On Fri, 2012-02-24 at 13:44 +0000, Daniele Varrazzo wrote:
Hello,
I'm using the CPython static analyzer on psycopg2 and it's being quite
helpful: so far it has discovered several quirks. They are mostly
relative to unlikely code paths, such as out of memory during module
import, nonetheless I'm trying to fix everything. Here is something to
report:
Thanks for trying it.
I should note that even the modules within Python's own standard library
don't seem to gracefully handle all possible out-of-memory errors during
initialization.

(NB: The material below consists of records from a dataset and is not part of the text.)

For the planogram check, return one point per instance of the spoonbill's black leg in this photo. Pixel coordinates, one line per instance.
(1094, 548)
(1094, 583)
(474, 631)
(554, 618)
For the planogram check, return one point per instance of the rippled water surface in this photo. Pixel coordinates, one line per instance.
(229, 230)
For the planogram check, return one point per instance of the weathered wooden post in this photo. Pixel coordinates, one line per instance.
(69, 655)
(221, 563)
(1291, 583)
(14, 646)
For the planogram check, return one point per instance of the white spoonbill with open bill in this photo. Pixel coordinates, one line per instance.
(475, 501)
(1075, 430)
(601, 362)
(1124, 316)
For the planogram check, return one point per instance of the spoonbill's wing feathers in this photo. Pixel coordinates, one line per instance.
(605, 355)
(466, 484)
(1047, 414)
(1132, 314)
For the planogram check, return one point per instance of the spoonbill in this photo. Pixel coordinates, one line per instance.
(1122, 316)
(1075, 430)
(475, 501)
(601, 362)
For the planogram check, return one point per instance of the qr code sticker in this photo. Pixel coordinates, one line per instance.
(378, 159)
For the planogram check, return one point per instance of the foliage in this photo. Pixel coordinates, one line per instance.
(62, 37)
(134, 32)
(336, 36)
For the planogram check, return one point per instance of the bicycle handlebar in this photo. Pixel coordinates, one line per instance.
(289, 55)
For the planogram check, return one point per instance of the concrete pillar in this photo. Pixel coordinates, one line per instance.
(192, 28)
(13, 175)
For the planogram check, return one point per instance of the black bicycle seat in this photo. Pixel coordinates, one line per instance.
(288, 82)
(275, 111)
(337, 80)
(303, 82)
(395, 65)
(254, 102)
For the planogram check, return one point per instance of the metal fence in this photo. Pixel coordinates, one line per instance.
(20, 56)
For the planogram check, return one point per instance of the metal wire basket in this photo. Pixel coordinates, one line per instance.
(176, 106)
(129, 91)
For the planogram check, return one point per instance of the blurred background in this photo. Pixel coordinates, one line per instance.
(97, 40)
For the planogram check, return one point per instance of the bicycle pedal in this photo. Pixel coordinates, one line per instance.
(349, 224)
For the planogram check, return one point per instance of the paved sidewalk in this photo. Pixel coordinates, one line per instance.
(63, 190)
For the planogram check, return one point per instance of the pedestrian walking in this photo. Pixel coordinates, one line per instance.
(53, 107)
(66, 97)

In the mass analysis I've been doing on all python
extensions in Fedora 17 I wrote a triaging script (see
misc/fedora/makeindex.py), and I rate any errors that happen during
module initialization at a lower priority than those at other times.
I'll try to answer the various questions inline below.
1. Running the repos head out-of-the-box, the program stops quite
early with an error. The attached steal-ref.patch resolves it, but I
don't know if the fix is correct.
2. The library uses PyWeakref_GetObject, returning a borrowed ref:
I've implemented it, with tests, in the other attached patch.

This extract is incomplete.